Question $14.10$, Chapter $14$, in Apostol's "Mathematical Analysis" ($2^{\text{nd}}$ edition):
Let $\Gamma$ be a rectifiable curve in $\mathbb{R}^{n}$. Prove that $\Gamma$ has $n$-dimensional Jordan content zero.
Note that this question differs from How prove that the range of an rectifiable curve has measure zero? and Prove that the image of a curve has zero content in that there is no assumption of continuity here.
I've had two possible ideas, but haven't managed to finish a proof with either one.
The first involves approximating the curves with line segments so that a finite covering by $n$-dimensional intervals of the (finite number of) segments also contains the curve, provided that the approximation is 'close enough'. The problem I run into is approximating the (possibly countably many) disjoint curve segments (as a result of possibly countably many discontinuities) with only a finite number of segments at my disposal.
The second idea would make use of Theorem $6.17$, wherein one learns that for a path $\mathbf{f} \colon [a,b] \to \mathbb{R}^{n}$ with components $\mathbf{f} = (f_1, \dots, f_n)$ is rectifiable if and only if each component is of bounded variation. In this case the proof would break into three parts:
- Showing the theorem is true for increasing functions.
- Showing the theorem is true for the difference of two increasing functions (i.e. also for functions of bounded variation)
- Showing the theorem is true for a function with components of bounded variation.

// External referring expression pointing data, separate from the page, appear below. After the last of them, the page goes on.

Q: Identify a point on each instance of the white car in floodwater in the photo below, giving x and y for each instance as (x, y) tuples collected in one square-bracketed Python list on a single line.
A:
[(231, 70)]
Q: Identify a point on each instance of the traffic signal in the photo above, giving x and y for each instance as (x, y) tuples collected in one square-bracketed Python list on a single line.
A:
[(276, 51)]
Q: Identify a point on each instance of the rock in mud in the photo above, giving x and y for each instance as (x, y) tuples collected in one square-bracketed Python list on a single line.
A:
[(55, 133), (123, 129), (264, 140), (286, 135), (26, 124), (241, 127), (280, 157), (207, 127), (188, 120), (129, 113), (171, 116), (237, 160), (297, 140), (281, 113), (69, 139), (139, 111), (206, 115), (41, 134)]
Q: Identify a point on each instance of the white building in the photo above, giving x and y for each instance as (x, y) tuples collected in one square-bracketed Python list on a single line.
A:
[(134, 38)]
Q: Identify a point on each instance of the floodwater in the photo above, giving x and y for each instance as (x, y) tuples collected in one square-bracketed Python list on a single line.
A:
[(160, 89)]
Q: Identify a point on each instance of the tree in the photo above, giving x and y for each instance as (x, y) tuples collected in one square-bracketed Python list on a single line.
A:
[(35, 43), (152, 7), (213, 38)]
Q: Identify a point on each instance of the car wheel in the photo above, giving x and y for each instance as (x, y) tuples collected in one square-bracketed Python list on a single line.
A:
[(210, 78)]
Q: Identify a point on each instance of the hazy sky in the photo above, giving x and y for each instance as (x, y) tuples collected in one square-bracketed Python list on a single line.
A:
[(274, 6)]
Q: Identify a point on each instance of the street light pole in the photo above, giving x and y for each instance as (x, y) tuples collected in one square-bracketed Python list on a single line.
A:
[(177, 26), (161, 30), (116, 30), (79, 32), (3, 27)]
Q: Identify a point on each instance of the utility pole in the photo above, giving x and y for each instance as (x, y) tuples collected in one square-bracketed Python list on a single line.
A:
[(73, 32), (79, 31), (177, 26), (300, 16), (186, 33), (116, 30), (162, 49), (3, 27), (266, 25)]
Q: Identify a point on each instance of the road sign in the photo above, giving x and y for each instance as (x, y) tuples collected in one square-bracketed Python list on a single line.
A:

The third part is fairly simple, I think (just take a partition of $\mathbb{R}^{n}$ that partitions the $k$th dimension as one would partition $\mathbb{R}$ for $f_k$ to obtain a sum of intervals $\lt \epsilon$; the sum of the sizes of the $n$-dimensional intervals covering $\mathbf{f}$ will then be $\lt \epsilon^{n}$), but I'm struggling to make progress with the first two parts. Again, the problem seems to be the possibly countable number of discontinuities.
In any case, I'm not sure how to proceed. Any help will be appreciated.
@Gio67 's answer in the comments:
"If you look on page 33, a path is a continuous function. Apostol defines rectifiability only for paths, so you do have continuity and you can use the answers in your links"
So indeed, the answer to my question can be found here: How prove that the range of an rectifiable curve has measure zero?
N.B. It is on pg. $133$, and not pg. $33$, (at least in my copy of Apostol's "Mathematical Analysis"), that paths are defined.